Background: Concomitant acute cervical ICA and intracranial large vessel occlusion (ILVO) has a high rate of morbidity and mortality. The most appropriate treatment strategy for the extracranial culprit lesion remains unclear. We report our institutional outcomes with the 2 approaches, emergent carotid endartectomy (CEA) vs. stenting (CAS). Methods: Between July 2012 to April 2016, 34 patients with concomitant complete ICA origin occlusion and occlusion of either intracranial ICA, MCA M1 or M2 segments underwent thrombectomy at our center. Demographics, risk factors, treatment modalities, imaging and clinical outcomes were reviewed from a prospectively maintained database. Recanalization, hemorrhagic transformation (HT) with clinical decline of >4 points on the NIHSS and favorable outcome rates mRs of < 2 at 90 days were compared.
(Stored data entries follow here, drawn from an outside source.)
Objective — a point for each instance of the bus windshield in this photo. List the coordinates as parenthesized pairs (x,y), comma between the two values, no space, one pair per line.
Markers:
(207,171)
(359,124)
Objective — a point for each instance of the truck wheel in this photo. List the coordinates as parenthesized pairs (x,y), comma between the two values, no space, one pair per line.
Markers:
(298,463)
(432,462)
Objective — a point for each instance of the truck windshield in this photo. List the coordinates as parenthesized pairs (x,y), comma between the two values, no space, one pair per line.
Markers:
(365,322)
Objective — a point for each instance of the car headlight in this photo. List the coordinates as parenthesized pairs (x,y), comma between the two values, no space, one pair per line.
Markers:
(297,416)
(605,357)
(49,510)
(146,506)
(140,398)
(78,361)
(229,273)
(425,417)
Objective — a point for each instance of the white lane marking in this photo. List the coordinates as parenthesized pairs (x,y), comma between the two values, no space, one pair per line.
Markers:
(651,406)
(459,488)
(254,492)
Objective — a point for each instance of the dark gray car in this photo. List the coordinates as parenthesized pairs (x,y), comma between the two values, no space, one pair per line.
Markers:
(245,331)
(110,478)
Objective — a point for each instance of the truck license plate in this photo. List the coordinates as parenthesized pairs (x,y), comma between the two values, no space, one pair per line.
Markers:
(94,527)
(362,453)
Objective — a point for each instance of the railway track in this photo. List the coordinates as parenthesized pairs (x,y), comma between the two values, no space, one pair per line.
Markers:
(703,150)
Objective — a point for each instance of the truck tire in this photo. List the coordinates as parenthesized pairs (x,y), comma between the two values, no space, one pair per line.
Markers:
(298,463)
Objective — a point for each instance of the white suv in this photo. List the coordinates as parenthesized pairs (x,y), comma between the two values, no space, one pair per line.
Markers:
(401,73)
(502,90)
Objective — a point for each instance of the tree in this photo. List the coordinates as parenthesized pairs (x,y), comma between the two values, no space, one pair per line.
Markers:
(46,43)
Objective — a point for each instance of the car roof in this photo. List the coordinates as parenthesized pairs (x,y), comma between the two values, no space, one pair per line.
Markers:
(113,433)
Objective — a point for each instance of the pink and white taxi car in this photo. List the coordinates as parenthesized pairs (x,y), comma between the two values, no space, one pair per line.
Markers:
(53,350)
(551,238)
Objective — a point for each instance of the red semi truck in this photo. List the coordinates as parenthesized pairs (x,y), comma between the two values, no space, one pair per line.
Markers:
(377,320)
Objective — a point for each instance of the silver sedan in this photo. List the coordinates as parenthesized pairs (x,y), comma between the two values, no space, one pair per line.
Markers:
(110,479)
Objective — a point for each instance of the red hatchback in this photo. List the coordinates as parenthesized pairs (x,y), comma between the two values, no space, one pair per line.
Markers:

Results: Of the 34 identified subjects, in 6 patients the proximal lesion was not treated either due to failed MT (N=3), ICA re-occlusion prior to CEA (N=2) or MCA recanalization via trans-circulation access with symptomatic resolution (N=1). Of the remaining 28 patients, 10 (35.7%) underwent emergent CEA within 12 hours following MT, while the remainder 18 (64.3%) had carotid stenting performed during the MT. Rate of IV tPA treatment was higher in CAS (61% vs 10%, p<0.01). Successful TICI 2B/3 recanalization was achieved in 90% of the CEA and 94.1% of stenting patients (p=0.6). Following CAS, 3 patients developed HT while none were noted in the CEA arm. At 90 days, 80% (8/10) of the CEA patients were functionally independent compared to 58.8% (10/18) in the stenting group, although this difference was not statistically different (p=0.3). No deaths in the CEA group were noted as compared to 4 (23.5%) in the stenting arm (p=0.09). Conclusions: Our study indicates that for concomitant cervical ICA and ILVO, MT followed by emergent CEA is feasible and may be accompanied with less risk for HT and improved rate of favorable outcome. Further prospective studies are warranted.